HP Requesting SWAP = RAM
Michael Weber
mweber at alliednational.com
Tue Apr 27 12:47:46 UTC 2010
Good morning!
If memory serves, the kernel goes into emergency memory saving mode when it detects the available swap space is less than 50% of physical ram. It does this to keep from crashing should memory usage go up. There is a pretty steep performance hit when it does, as you've found out. The kernel really does want swap => ram. It likes its elbow room. Even if you have enough memory that you should never need to swap out a memory page, you still have to have the swap space available.
Swapping the drives is one way to get the space needed, or you could stay with the iSCSI space. This assumes that you really will never need to use the swap, because iSCSI speed isn't near what DAS is. If there is even a remote chance your memory usage will go up, grab the drives now.
IMHO, of course!
Michael Weber
Network Administrator
Allied National, Inc.
4551 W . 107th St.
Suite 100
Overland Park, KS 66207
913-945-4313 is my direct number
>>> "Hearn, Stan J." <stan.hearn at nscorp.com> 4/27/2010 6:36 AM >>>
We have a new HP ProLiant BL460c G6 with 64GB RAM and mirrored 146GB drives running HP Network Node Manager 8.13.
We are having issues with the embedded PostreSQL software.
First HP said their software was not supported on RHEL 5.4, only RHEL 5.2. But I refused to downgrade and only offered to downgrade a defined list of packages. But that list was never provided.
Then they asked that we modify vm.overcommit_memory=2, but that didn't fix the problem.
So HP told us that 18GB of swap was not large enough, we needed at least 64GB of swap to equal the physical RAM.
Our usage statistics show less than 32 GB RAM ever being used and 0% of swap being used.
However to humor them we added an iSCSI target of 46GB to swap and the problem was resolved.
HP support writes "... it is not a matter of the space showing up as used.

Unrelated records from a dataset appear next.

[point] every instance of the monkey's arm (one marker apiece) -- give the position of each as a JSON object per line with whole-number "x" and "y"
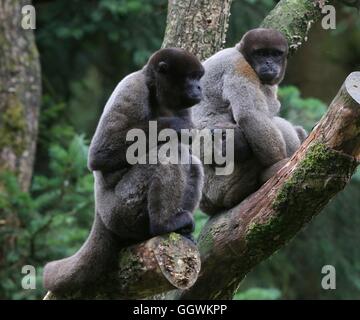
{"x": 108, "y": 148}
{"x": 264, "y": 138}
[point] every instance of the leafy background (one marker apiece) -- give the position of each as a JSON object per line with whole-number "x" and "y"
{"x": 86, "y": 47}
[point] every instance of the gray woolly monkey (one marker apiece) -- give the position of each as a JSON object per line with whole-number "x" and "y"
{"x": 240, "y": 92}
{"x": 136, "y": 202}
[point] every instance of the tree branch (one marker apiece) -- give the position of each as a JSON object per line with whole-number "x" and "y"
{"x": 160, "y": 264}
{"x": 249, "y": 233}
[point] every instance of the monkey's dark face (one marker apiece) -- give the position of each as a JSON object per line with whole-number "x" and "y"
{"x": 266, "y": 51}
{"x": 177, "y": 75}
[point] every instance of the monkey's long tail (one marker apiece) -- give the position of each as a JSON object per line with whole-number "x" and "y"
{"x": 97, "y": 256}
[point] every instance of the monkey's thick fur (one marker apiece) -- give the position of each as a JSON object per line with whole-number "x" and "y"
{"x": 235, "y": 97}
{"x": 136, "y": 202}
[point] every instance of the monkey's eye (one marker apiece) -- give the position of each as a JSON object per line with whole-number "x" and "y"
{"x": 195, "y": 75}
{"x": 277, "y": 53}
{"x": 261, "y": 52}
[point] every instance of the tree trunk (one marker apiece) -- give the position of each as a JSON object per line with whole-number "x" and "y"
{"x": 249, "y": 233}
{"x": 198, "y": 26}
{"x": 20, "y": 92}
{"x": 160, "y": 264}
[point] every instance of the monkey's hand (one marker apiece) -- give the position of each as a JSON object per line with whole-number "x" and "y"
{"x": 182, "y": 222}
{"x": 301, "y": 132}
{"x": 265, "y": 139}
{"x": 242, "y": 150}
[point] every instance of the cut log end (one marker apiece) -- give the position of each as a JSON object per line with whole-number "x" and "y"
{"x": 352, "y": 85}
{"x": 160, "y": 264}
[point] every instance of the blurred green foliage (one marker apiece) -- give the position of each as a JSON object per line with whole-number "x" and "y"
{"x": 86, "y": 47}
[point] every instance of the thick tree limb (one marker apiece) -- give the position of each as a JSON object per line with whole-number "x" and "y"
{"x": 157, "y": 265}
{"x": 249, "y": 233}
{"x": 197, "y": 26}
{"x": 20, "y": 93}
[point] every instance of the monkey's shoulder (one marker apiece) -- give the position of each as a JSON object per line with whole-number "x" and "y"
{"x": 130, "y": 97}
{"x": 231, "y": 61}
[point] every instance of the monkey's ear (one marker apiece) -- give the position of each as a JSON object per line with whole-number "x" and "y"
{"x": 162, "y": 67}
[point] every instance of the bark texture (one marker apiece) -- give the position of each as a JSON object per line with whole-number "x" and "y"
{"x": 157, "y": 265}
{"x": 198, "y": 26}
{"x": 20, "y": 92}
{"x": 249, "y": 233}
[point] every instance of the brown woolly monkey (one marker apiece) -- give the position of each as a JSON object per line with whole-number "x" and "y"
{"x": 136, "y": 202}
{"x": 240, "y": 92}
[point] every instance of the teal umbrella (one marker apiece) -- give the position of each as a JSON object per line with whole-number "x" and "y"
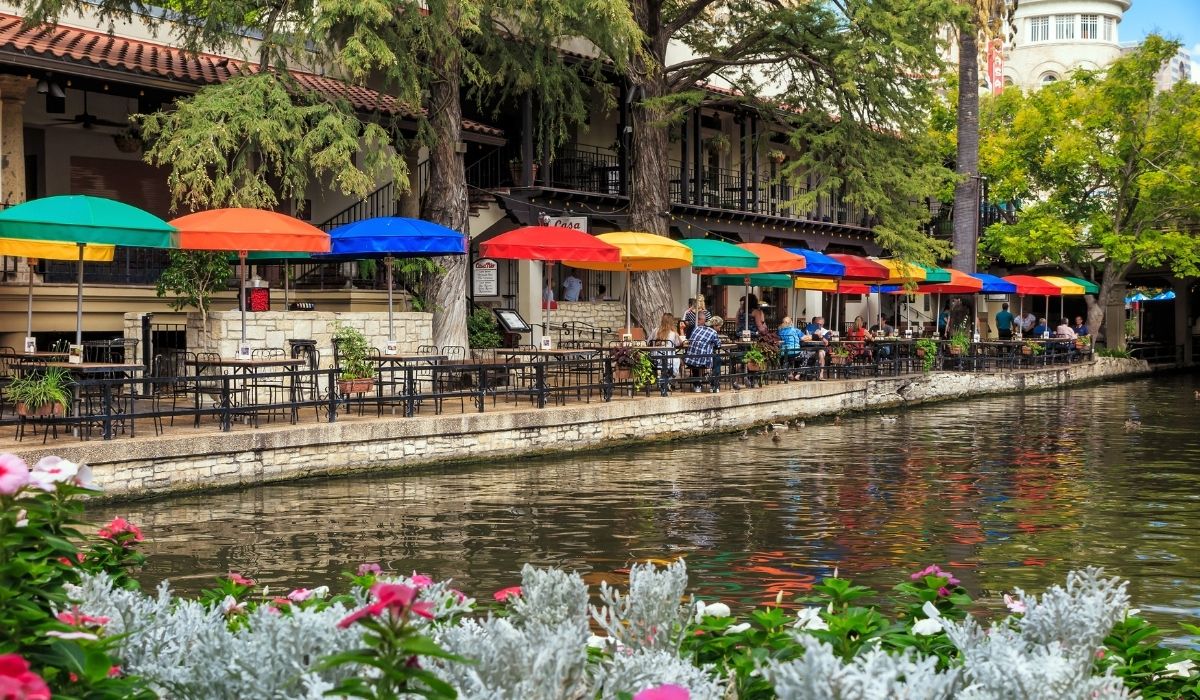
{"x": 85, "y": 220}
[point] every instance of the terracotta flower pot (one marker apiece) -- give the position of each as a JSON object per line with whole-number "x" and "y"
{"x": 355, "y": 386}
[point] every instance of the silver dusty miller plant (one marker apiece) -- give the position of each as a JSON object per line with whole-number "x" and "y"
{"x": 652, "y": 614}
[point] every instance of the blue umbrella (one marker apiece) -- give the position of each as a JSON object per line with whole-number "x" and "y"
{"x": 394, "y": 237}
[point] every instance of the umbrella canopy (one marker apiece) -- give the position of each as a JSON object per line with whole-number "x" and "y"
{"x": 640, "y": 252}
{"x": 1065, "y": 285}
{"x": 771, "y": 259}
{"x": 819, "y": 264}
{"x": 959, "y": 283}
{"x": 551, "y": 244}
{"x": 249, "y": 229}
{"x": 775, "y": 280}
{"x": 861, "y": 269}
{"x": 707, "y": 252}
{"x": 82, "y": 219}
{"x": 994, "y": 285}
{"x": 1089, "y": 287}
{"x": 1031, "y": 285}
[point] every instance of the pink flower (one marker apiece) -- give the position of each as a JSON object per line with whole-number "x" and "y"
{"x": 17, "y": 682}
{"x": 13, "y": 474}
{"x": 234, "y": 576}
{"x": 118, "y": 527}
{"x": 667, "y": 692}
{"x": 505, "y": 593}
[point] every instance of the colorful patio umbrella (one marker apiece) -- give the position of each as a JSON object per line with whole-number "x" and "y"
{"x": 639, "y": 252}
{"x": 243, "y": 231}
{"x": 550, "y": 244}
{"x": 84, "y": 220}
{"x": 51, "y": 251}
{"x": 394, "y": 237}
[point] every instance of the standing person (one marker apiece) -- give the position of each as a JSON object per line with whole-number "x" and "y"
{"x": 701, "y": 357}
{"x": 1005, "y": 321}
{"x": 667, "y": 340}
{"x": 571, "y": 287}
{"x": 696, "y": 311}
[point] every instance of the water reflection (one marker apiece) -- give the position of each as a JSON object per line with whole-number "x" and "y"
{"x": 1011, "y": 491}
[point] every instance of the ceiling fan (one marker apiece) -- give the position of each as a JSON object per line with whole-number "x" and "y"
{"x": 88, "y": 120}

When our software poll command runs, It looks for a certain amount of swap and our experiences show that the recommended OS setting usually works and fixes the issue."
HP also referred to an old statement found on the linux.com "The general rule of thumb for swap size is that your total available swap space should be around double your RAM size. ..." I guess we should be thankful they are not asking for 128 GB of swap. At this same site I found many other sane answers to how much swap for a 64GB system.
The system owner is now wanting to replace the 146GB drives with 300GB ones so that we can create this huge swap file. This effects several systems.
Why does this seem wrong to me? I don't feel that I have much power to push back. I can't take out memory to reduce the swap space needed. I don't want to continue to run iSCSI on swap. I'm afraid if I relent all my users are going to want really large swap files for illegitimate reasons.
Help, give me some ammunition or options? Anyone else having vendors require ridiculous amounts of swap? Anyone else running HP NNM with swap issues?